There is No Single Version of the Truth

IBM Fellow, Chief Scientist for Entity Analytics, IBM

Truth is in the eye of the beholder

Data is at the core of the insurance industry.  It always has been.  As insurers embark on their own big data journeys, the blog below is excerpted from an article published by IBM Fellow Jeff Jonas in Insurance Day magazine (Oct. 17, 2012). In it, Jeff discusses how to embrace data and find value in all of the stories your data is telling you.  There doesn't have to be only one version of the truth.  Enjoy.

– Kim Minor,  IBM Worldwide Industry Marketing Manager for Insurance

I once built a data warehouse that was being fed daily by more than 4,000 disparate operational systems belonging to a handful of widely recognized consumer brands.

The goal was to understand the customer better by recognizing when the same person was transacting across different brands all held by the same holding company.  The underlying motivation:  the more fully the customer is understood, the more you can service the customer.  While the brand marketing execs worked for the same parent company, there was one question no-one could agree upon: when a consumer has transacted with all of the brands using a slightly different name or address, which name and address should be considered the enterprise-wide gold standard.

As it turns out there is no such thing as a single version of the truth.

The “best” data depends on its source and purpose: While a company may have employee data in different systems, like IT, HR, Finance etc., the employee name and address maintained by the payroll system is probably the best one to use for tax filing.

How do organizations go about reconciling multiple versions of the truth? Many approaches to data aggregation use a so-called “merge purge” approach. What we really need is an approach called entity resolution.

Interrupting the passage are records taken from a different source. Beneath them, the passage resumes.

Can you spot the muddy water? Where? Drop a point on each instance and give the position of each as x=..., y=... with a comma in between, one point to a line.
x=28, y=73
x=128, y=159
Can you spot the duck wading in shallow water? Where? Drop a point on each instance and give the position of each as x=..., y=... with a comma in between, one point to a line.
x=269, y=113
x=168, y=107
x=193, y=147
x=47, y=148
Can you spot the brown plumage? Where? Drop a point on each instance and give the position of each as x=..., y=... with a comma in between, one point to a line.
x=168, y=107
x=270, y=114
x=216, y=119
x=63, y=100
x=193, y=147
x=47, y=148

Merge-purge systems are traditionally batch-oriented. Input files are compared and the result is a de-duplicated output file. The “single version” offered by merge-purge systems drifts in accuracy between each scheduled reload, whereby the input files are then periodically reprocessed in their entirety to account for changes.

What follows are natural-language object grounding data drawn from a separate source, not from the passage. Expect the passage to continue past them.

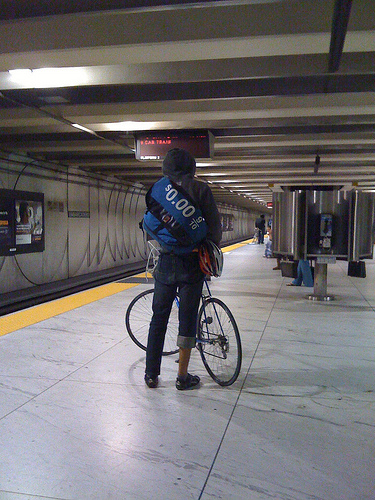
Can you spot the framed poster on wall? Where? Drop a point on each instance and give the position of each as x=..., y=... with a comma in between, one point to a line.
x=21, y=222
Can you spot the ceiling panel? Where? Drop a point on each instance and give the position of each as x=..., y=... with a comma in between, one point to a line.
x=277, y=83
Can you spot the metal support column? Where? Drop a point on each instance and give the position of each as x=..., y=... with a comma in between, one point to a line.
x=320, y=283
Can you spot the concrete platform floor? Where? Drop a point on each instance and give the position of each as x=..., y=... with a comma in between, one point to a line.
x=78, y=423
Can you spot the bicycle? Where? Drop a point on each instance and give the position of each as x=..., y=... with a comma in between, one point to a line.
x=218, y=340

Entity resolution systems are generally designed to handle real-time updates. Entity resolution systems deliver a dynamic data store of disambiguated entities that are current to the second.

Merge-purge systems often use data survivorship rules to determine which values are kept and which are discarded or archived.

Entity resolution systems generally retain every record and attribute, each with its associated attribution. Because entity resolution systems have no data survivorship processing, there is no chance future relevant data will be prematurely discarded.

As data volumes grow, it becomes more and more unsustainable to reload periodically all of one’s data holdings. For this reason, the larger the historical volume of data, the less practical merge-purge systems become.

Entity resolution systems which support real-time and sequence-neutral processing are not dependent on periodic reloading for accuracy and currency.

The right method for the right mission

Merge-purge systems are well suited to activities that can live with snapshots, such as direct mail marketing and monthly reporting. But entity resolution systems are best suited for real-time missions where processes require access to the most accurate and most current information.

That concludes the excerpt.